Really? It.shows me that teachers are watching Netflix marathons since last spring.


If your brat fails to log on and do assignments, that means you are sitting home watching Netflix vs parenting.
Anonymous
Anonymous wrote:
Anonymous wrote:This change has been in public documents since 11/24 and hinted at in a couple of threads this past week. It’s interesting to me that it took this long to get the attention it deserves, because it tells me that DCUM has really done a good job of driving away all the teachers that used to post here. In the past, teachers would discuss this type of thing here, before it got picked up by news or came out in BOE.


Really? It.shows me that teachers are watching Netflix marathons since last spring.

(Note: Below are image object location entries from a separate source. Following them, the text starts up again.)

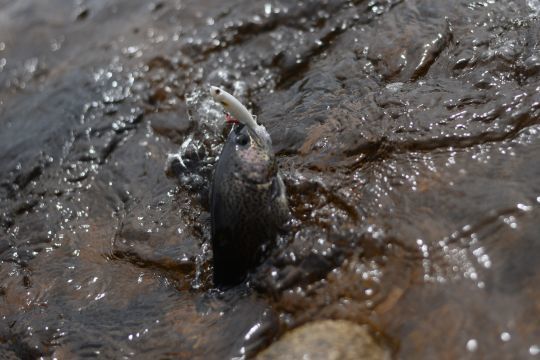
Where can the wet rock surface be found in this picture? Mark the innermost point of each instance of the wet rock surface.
(327, 339)
(408, 134)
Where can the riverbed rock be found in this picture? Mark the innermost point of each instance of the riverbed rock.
(328, 340)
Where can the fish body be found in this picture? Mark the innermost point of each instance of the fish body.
(248, 204)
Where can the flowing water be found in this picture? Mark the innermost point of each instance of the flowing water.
(408, 133)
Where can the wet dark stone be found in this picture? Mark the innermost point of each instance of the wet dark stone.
(407, 133)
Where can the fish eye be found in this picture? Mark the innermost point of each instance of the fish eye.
(242, 139)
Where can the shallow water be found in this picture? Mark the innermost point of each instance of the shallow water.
(408, 134)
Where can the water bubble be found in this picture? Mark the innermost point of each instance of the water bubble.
(472, 345)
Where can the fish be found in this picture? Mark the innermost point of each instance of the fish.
(248, 202)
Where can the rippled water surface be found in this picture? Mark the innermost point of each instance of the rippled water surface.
(408, 133)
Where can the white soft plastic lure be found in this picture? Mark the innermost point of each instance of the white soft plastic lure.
(239, 112)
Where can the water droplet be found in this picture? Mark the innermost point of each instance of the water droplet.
(472, 345)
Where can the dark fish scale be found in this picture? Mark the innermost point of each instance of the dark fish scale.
(248, 206)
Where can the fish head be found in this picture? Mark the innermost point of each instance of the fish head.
(250, 157)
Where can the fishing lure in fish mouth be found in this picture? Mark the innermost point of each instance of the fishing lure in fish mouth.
(239, 114)
(248, 203)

We are rarely kept in the loop. Sometimes my principal doesn't even know things they are coming out because communication is not the district's strength. This is not anything new.
Anonymous
Anonymous wrote:
Anonymous wrote:
Anonymous wrote:
Anonymous wrote:just cancel school. screw the kids who are succeeding.


My kids are doing fine. Screw the ones who aren't.

-DCUM


How are less project checks and less content going to help anyone? Coming from a poor immigrant family, I am tired of all the excuses people are coming up with as to why some kids are not performing. Kids have laptops, internet access, food, recorded sessions, can keep their cameras off, access to teachers after learning time, etc. Short of giving them new parents, what more can MCPS do? I truly feel for these kids but if MCPS can't come up with yet another solution that does not negatively impact those kids who are doing ok, then why do the kids doing well have to be slowed down.
Contact the parents to see what's up and if there truly is an issue as to why the kid can't log in or turn in assignments, then provide extra support, but I bet more often then not, it is a parent who just doesn't care enough. Ask me how I know.
Slowing the pace of the curriculum will not work.

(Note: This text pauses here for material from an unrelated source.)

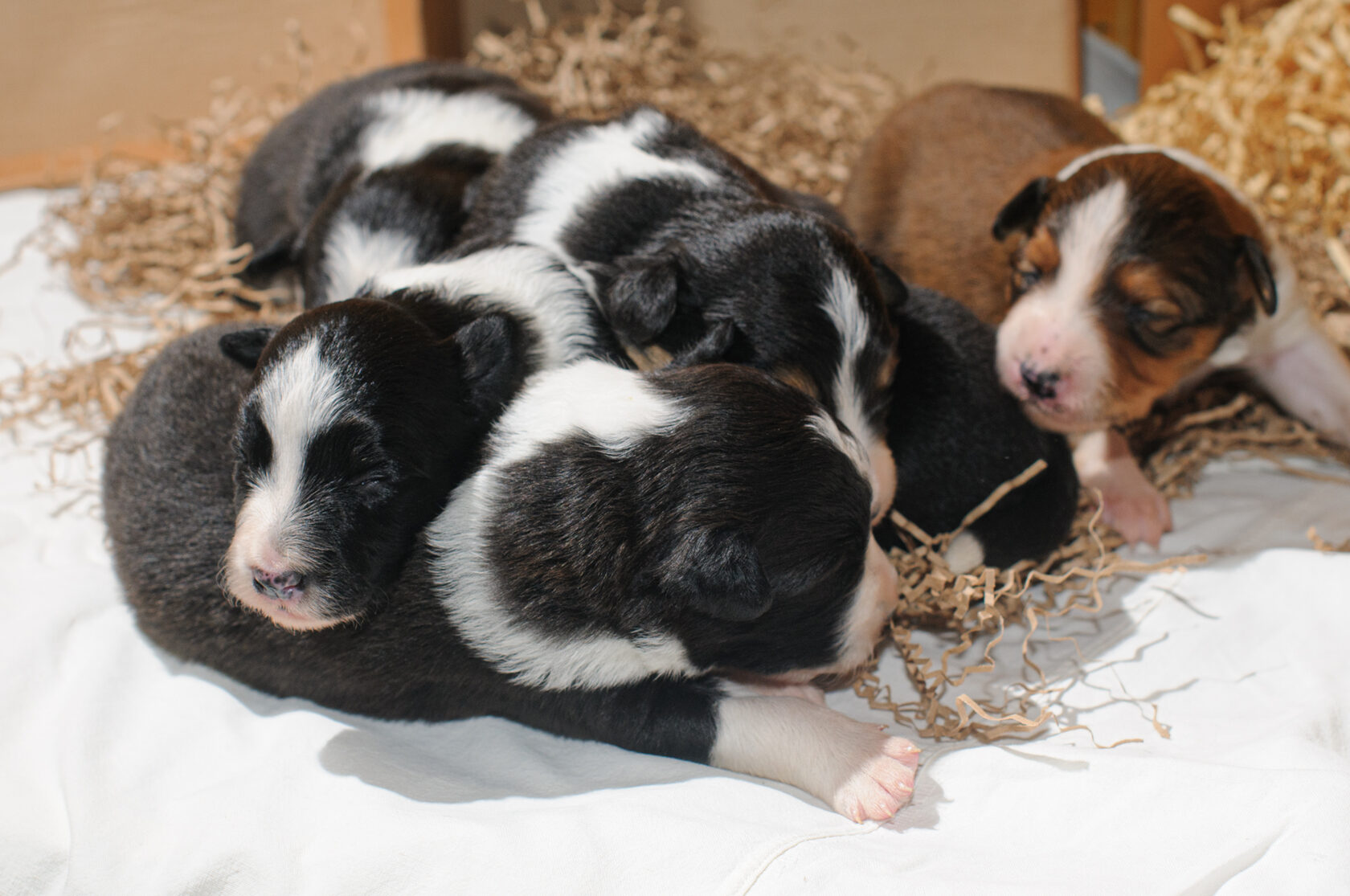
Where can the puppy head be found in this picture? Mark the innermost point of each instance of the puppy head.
(771, 538)
(1126, 277)
(361, 419)
(778, 289)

You are horrible. Many parents are not in the home! They can't do anymore. They are taking care of dying relatives and trying to not become homeless. Some don't have heat. This is not the fault of the parents. This is the fault of MCPS for not giving their kids the option of real school.


They need to get on birth control and grow up. Stop making excuses for not parenting and meeting your kids needs.
Anonymous
Curious as to what the additional adjustments to the Wed schedule will be. I guess the hour they currently have is too much, maybe they'll just reduce it to 15 minutes. Don't want to overwhelm the kids with too much content!